So, according to the new CW, Team Obama is no longer portraying Mitt Romney as a convictionless panderer but as a Goldwater-esque extremist instead. As I noted in my own take on this question, that’s clearly the way to go here—Bill Clinton’s success with the strategy in 1996 speaks for itself. But I’d submit an added selling point that the coverage has so far ignored.
The first-order benefit of the 1996 strategy is obvious: The right-wing views Romney has adopted will turn off women, independents, and Latinos, all of them key voting blocs. The second-order benefit is more of a bank-shot: Having been labeled a conservative, Romney must protest more explicitly that he’s not a conservative, which draws more attention to the general election makeover he’s trying to pull off (as seamlessly and unobtrusively as possible), which annoys conservatives already suspicious of Romney’s bona fides, which compels Romney to prove that he is in fact a conservative. So by arguing that Romney is a conservative, the Obama campaign is helping to bring that about.
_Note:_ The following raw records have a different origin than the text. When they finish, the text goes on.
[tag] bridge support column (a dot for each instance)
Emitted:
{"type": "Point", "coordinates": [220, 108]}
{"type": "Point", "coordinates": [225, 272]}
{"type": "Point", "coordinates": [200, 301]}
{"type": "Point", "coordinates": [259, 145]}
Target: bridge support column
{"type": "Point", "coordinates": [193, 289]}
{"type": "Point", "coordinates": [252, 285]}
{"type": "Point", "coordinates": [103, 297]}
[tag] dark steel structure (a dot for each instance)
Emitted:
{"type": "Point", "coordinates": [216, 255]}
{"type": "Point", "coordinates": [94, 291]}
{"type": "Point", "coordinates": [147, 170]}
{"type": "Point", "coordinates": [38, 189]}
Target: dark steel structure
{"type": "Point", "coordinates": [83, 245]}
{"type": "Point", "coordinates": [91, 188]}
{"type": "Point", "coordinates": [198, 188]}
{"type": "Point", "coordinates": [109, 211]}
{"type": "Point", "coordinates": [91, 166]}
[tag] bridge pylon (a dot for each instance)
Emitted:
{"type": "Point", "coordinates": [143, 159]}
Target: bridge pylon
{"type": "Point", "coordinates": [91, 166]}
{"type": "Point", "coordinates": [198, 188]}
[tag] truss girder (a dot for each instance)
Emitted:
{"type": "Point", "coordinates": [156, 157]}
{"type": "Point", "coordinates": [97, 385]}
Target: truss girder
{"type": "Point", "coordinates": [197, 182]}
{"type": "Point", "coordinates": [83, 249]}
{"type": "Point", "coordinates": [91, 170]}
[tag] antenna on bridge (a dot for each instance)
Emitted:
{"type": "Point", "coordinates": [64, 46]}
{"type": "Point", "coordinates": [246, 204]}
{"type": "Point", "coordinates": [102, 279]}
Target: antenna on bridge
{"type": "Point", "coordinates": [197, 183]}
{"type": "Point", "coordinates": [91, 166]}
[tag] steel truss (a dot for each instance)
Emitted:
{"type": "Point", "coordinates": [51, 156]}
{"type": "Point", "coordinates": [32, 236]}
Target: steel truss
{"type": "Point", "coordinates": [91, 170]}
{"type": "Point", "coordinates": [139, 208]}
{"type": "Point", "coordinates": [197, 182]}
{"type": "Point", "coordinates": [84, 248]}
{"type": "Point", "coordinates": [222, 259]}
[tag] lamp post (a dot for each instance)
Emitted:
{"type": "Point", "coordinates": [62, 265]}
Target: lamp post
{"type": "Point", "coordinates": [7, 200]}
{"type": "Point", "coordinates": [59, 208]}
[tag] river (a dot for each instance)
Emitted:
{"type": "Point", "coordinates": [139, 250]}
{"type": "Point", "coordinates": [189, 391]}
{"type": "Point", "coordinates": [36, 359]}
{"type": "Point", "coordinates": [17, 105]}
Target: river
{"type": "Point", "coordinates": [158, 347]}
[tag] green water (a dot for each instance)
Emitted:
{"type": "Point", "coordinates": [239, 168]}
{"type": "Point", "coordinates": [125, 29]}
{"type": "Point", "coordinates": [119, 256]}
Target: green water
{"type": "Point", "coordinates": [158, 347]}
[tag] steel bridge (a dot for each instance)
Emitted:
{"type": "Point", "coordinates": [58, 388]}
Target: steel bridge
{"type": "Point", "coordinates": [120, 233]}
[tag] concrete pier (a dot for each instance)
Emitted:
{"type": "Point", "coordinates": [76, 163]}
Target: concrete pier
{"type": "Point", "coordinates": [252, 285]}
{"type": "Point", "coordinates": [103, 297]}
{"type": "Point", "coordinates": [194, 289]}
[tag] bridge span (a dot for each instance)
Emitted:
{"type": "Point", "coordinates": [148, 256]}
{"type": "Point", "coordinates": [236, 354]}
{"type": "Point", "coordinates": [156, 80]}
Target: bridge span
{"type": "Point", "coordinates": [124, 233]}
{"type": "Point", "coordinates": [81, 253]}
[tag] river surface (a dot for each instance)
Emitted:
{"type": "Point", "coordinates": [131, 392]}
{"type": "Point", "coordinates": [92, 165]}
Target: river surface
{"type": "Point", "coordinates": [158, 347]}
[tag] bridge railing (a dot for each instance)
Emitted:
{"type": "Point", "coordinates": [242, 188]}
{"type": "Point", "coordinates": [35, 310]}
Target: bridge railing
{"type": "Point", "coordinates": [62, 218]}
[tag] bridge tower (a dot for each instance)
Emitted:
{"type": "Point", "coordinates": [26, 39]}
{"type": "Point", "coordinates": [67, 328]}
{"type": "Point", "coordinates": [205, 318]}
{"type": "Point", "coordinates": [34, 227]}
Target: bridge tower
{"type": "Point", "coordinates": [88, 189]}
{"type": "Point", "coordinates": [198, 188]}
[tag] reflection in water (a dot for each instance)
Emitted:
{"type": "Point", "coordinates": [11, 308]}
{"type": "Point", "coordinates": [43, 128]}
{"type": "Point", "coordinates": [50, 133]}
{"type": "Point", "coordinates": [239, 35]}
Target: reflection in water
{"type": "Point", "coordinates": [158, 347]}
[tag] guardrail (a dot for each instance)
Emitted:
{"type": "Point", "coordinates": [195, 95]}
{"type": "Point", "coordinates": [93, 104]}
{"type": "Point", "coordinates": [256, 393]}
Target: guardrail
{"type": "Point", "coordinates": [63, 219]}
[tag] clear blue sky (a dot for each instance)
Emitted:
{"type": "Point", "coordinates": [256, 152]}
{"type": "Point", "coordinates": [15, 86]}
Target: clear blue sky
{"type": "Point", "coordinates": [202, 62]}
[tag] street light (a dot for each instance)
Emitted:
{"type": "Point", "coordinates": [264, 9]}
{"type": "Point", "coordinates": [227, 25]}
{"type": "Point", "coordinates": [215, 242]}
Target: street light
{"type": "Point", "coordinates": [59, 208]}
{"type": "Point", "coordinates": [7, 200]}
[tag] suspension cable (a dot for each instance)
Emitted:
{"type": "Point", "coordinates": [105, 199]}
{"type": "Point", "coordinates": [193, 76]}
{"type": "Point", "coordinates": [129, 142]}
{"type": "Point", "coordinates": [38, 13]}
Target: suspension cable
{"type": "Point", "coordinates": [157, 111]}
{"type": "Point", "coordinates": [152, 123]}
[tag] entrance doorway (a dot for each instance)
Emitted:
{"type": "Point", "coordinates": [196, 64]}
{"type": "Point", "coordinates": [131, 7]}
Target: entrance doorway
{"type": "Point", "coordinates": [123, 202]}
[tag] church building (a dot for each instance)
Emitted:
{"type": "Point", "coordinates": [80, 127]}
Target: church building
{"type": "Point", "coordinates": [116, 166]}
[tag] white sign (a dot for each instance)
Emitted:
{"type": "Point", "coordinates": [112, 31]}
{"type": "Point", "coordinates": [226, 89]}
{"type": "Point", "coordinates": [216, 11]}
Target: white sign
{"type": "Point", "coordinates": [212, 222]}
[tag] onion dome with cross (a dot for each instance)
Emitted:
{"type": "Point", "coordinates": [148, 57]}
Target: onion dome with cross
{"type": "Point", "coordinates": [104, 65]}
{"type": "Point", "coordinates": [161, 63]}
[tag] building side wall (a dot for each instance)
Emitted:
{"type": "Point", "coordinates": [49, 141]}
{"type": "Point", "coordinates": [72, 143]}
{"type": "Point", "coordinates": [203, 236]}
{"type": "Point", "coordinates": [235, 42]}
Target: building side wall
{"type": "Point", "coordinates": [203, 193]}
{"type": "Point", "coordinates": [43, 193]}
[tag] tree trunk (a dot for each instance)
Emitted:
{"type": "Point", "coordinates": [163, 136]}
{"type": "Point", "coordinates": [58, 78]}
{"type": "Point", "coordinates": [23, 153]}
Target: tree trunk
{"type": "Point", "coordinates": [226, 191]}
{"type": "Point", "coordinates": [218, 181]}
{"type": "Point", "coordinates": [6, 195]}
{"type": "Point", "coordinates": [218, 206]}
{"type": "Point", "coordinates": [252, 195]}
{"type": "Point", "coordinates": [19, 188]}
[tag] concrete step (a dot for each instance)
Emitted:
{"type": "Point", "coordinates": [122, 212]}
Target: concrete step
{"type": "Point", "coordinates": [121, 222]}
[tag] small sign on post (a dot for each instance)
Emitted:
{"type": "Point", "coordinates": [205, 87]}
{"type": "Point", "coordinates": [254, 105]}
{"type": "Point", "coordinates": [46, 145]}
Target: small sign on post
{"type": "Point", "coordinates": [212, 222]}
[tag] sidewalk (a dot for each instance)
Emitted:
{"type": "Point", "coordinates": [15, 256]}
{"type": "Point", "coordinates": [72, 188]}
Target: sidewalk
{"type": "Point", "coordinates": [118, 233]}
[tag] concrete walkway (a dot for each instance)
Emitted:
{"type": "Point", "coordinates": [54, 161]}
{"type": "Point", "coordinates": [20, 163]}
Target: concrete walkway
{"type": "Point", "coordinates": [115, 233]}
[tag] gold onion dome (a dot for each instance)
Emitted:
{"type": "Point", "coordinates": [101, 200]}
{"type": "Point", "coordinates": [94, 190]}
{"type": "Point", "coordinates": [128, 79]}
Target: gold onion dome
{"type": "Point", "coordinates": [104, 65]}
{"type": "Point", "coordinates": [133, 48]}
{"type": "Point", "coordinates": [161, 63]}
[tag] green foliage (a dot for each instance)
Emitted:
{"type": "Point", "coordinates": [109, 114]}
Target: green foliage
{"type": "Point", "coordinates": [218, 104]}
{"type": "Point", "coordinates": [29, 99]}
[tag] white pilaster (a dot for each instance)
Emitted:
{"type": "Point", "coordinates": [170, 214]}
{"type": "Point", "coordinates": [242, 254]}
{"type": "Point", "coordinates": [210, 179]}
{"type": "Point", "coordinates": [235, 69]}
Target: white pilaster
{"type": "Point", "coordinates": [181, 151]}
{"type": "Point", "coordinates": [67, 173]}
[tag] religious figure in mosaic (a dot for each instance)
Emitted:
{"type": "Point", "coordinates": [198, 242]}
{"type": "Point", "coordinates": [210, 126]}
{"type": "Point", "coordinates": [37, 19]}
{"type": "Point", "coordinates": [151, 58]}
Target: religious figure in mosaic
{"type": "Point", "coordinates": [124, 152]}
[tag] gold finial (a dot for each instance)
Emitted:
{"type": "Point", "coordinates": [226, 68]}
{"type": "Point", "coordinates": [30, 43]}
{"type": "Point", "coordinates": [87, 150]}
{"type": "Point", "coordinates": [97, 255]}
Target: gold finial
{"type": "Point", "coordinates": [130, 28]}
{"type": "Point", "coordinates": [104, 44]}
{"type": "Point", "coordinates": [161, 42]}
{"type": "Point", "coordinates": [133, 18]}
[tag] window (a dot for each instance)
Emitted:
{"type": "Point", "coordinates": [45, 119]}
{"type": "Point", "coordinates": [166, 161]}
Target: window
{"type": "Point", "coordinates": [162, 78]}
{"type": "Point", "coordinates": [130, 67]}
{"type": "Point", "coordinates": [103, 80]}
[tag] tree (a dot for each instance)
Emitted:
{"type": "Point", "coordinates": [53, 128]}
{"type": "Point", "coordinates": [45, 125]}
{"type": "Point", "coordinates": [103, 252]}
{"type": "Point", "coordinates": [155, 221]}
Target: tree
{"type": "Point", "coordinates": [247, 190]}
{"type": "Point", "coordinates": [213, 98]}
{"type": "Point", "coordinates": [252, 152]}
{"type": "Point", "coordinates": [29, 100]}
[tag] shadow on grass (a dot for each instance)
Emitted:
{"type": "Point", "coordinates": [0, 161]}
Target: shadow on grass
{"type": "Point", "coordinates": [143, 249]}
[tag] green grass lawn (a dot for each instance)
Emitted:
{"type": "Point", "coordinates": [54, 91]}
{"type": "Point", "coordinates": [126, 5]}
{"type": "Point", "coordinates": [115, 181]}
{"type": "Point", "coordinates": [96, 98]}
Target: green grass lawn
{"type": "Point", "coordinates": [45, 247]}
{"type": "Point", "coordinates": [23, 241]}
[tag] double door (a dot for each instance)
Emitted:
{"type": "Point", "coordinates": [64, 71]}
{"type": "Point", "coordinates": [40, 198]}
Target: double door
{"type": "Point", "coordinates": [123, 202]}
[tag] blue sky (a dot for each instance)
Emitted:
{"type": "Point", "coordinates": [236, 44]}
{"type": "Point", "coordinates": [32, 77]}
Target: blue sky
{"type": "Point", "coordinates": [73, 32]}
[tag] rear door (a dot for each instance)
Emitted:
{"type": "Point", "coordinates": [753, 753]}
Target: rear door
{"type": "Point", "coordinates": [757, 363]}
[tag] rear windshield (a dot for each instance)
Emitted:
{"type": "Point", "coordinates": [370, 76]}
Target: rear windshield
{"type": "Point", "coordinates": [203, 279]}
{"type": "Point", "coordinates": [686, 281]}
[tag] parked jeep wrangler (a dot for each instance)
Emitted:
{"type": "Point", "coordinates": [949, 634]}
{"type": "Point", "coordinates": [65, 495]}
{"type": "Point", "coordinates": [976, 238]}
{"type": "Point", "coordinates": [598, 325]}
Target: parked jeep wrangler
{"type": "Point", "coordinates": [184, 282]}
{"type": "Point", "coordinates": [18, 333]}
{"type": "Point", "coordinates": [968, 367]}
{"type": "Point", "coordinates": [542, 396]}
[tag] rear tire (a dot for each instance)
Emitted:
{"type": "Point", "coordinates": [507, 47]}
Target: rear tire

My only quibble is with Team Obama’s parsing of the allegation. The formulation David Plouffe gave the Times last week went as follows: “Whether it’s tax policy, whether it’s his approach to abortion, gay rights, immigration, he’s the most conservative nominee that they’ve had going back to Goldwater.” I’d tweak this slightly (not that anyone asked for my advice) and say, “Whether it’s tax policy … abortion, gay rights, immigration, he’s *running as* the most conservative nominee that they’ve had going back to Goldwater.” I don’t think many people look at Mitt Romney and see an authentic, fire-breathing conservative. But I do think they’ll believe he’s been willing to act like one to appease his party. And that the appeasement won’t abruptly end on Election Day.
On top of which, phrasing it this way lets you use both the “too conservative” argument and the “soulless” argument in a way that’s perfectly coherent, so you don’t really have to choose.
Update: My former colleague Chris Orr tweets that "running as" hints too strongly that Romney would reverse course again and govern as a moderate. In that case, I'd go with something like "he's turned himself into the most conservative..." But, really, I'm happy to leave the precise wording to the pros. The point is just that the unadorned "most conservative since Goldwater" may not pass a smell test for a lot of voters.